Zweifel
Zweifel (mittelhochdeutsch zwîvel, althochdeutsch zwîval aus germanisch twîfla „doppelt, gespalten, zweifach, zwiefältig“) ist ein Zustand der Unentschiedenheit zwischen mehreren möglichen Annahmen, da entgegengesetzte oder unzureichende Gründe zu keinem sicheren Urteil oder einer Entscheidung führen können.[1] Er wird auch als Unsicherheit in Bezug auf Vertrauen, Handeln, Entscheidungen, Glauben oder Behauptungen bzw. Vermutungen interpretiert. So definiert der Duden Zweifel als „Bedenken, schwankende Ungewissheit, ob jemandem, jemandes Äußerung zu glauben ist, ob ein Vorgehen, eine Handlung richtig und gut ist, ob etwas gelingen kann o. Ä.“[2] Skepsis (griech. sképsis = Betrachtung; Bedenken, zu: sképtesthai = schauen, spähen; betrachten) bezeichnet dagegen Bedenken durch kritisches Zweifeln.[3] (Sextus Empiricus:„dem Leben absichtslos folgend“).
Eislers Wörterbuch der philosophischen Begriffe definierte 1904:
„Zweifel (dubium, dubitatio) ist der (gefühlsmäßig charakterisierte) Zustand der Unentschiedenheit, des Schwankens zwischen mehreren Denkmotiven, deren keines das volle Übergewicht hat, so daß das Denken nicht durch objective Gründe bestimmt werden kann. Während der Skepticismus (s. d.) den absoluten Zweifel an der Erkenntnisfähigkeit des Menschen zum Princip macht, besteht der methodische Zweifel (doute méthodique) in der provisorischen Bezweiflung von allem, was noch nicht methodisch-kritisch festgestellt, gesichert erscheint.“
Etymologie
Das Wort Zweifel (althochdeutsch zwival, gotisch 𐍄𐍅𐌴𐌹𐍆𐌻𐍃tweifls) stammt von der Kompositionsform twi „zwei“, und dem Suffix -falt, das etymologisch mit dem heutigen Wort „Falte“ gleichzusetzen ist. Dies führte zur Wortbedeutung „zwiespältig“.[5]

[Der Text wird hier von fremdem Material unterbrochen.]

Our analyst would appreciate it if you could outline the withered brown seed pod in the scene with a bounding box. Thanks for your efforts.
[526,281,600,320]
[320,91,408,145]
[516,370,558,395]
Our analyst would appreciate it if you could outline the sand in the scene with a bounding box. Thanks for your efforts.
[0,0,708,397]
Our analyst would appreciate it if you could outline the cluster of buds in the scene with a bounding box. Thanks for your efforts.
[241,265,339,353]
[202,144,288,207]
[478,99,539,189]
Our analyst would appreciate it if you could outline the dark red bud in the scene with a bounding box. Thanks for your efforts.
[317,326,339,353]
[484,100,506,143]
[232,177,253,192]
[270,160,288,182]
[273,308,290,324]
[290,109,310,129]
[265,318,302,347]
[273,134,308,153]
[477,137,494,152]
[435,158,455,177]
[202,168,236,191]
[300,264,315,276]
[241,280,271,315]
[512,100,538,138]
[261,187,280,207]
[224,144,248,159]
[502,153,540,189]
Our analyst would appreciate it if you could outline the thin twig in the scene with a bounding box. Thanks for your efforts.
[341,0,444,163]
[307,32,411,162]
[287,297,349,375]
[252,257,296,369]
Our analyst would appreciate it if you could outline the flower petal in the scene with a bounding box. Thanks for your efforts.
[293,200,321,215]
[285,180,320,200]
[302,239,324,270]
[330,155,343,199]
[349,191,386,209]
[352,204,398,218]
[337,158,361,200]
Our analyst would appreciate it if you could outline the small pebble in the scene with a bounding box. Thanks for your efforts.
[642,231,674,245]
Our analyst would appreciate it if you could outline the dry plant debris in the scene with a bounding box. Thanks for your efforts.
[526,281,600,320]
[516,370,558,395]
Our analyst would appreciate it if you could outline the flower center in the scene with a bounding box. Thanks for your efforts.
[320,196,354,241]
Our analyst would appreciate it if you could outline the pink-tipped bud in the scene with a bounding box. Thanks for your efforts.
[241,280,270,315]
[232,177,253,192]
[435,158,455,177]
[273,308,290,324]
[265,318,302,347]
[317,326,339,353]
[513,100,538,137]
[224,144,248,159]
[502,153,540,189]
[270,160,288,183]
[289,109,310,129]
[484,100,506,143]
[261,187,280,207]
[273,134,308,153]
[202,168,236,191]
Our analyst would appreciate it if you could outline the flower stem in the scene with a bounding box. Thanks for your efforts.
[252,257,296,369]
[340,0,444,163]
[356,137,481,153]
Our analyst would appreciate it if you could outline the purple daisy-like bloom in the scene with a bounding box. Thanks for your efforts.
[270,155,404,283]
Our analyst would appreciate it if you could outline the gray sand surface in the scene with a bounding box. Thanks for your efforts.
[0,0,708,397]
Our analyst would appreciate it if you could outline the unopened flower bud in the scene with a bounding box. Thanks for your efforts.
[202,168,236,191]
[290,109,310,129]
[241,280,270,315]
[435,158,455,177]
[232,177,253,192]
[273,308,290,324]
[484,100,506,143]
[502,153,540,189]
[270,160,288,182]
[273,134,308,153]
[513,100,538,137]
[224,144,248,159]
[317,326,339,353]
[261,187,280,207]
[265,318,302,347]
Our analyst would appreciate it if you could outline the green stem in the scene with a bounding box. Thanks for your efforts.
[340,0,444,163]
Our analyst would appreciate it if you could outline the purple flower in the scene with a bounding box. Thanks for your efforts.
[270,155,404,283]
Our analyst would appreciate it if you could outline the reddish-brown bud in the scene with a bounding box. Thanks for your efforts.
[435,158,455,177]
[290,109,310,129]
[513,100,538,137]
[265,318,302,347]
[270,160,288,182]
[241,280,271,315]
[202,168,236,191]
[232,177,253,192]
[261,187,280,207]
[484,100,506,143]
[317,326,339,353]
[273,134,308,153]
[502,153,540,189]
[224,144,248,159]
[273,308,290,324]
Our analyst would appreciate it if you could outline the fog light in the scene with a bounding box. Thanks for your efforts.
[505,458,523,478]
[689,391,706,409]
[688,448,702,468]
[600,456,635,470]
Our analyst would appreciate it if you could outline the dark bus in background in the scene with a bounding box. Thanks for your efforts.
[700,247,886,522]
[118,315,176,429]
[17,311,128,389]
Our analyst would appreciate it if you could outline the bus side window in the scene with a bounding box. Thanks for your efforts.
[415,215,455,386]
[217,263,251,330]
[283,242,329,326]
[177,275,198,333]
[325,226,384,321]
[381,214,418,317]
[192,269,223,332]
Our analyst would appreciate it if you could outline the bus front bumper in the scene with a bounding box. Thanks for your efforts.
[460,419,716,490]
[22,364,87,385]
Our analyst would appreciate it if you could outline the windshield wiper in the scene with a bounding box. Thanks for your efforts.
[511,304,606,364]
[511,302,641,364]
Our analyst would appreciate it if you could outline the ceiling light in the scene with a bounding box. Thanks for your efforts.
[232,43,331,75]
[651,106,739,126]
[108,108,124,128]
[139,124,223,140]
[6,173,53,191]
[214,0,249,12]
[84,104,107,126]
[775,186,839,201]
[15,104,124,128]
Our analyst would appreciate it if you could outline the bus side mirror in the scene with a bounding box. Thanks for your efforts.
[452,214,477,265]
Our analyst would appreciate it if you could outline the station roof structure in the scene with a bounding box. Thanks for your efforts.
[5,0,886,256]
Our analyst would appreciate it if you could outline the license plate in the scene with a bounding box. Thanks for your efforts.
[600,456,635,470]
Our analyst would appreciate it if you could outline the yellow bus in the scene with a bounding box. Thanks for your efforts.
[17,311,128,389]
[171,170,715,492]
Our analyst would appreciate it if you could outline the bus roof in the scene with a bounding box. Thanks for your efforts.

Skepsis insbesondere für „Bedenken, misstrauische Vorsicht“, ist eine Übernahme aus altgriechisch σκέψιςsképsis („Betrachtung, Überlegung, Untersuchung“) zu σκέπτεσθαιsképtesthai („umherschauen, sich umsehen, spähen, betrachten, erwägen, prüfen“), die erstmals vereinzelt in der zweiten Hälfte des 17. Jahrhunderts nachgewiesen wurde und seit dem 19. Jahrhundert geläufig ist. Die von Montaigne wiedererweckte antike Skepsis ist eine Haltung, die alles fragwürdig macht, die aber auch alles fragwürdig lässt und die Möglichkeit von Gewissheit leugnet und so einen Gegensatz sowohl zu Glauben als auch zu Wissen darstellt.[6] Das Adjektiv skeptisch für „zweifelnd, bedenklich, misstrauisch, kühl abwägend“ wurde im 18. Jahrhundert von griechisch σκεπτικόςskeptikós („nachdenkend, überprüfend“) entlehnt. Das Substantiv Skeptiker steht für jemanden, der zweifelt, immer misstrauische Vorbehalte hat. Anhänger oder Vertreter des Skeptizismus wurden seit dem 17. Jahrhundert als Vertreter agnostizistischer philosophischer Richtungen betrachtet. Bereits seit dem 16. Jahrhundert nannte man diese in deutschen Texten in der latinisierten Form Scepticus (Singular, im Plural Sceptici); Anfang des 18. Jahrhunderts wurde der Ausdruck zu Skeptiker eingedeutscht.[7]
Bewertung
In der voraufklärerischen Werteordnung galt Zweifel sowohl als Sünde (Desperatio) wie auch als Übel, das schnell beseitigt werden sollte und als Dauerzustand zur Verzweiflung führe. In der Aufklärung erhielt der Zweifel eine Aufwertung und gilt seither als Voraussetzung allen Erkenntnisfortschritts. Erkenntnistheoretiker weisen darauf hin, dass die Bedingung der Möglichkeit von Zweifel der Glaube an (eine) Wahrheit ist. Insbesondere Descartes erhob den Zweifel als philosophische Methode, die er in seinem Werk Discours de la méthode postulierte. Er ging davon aus, dass man jeden Zweifel durch rationalistische Überlegungen entkräften kann.[8]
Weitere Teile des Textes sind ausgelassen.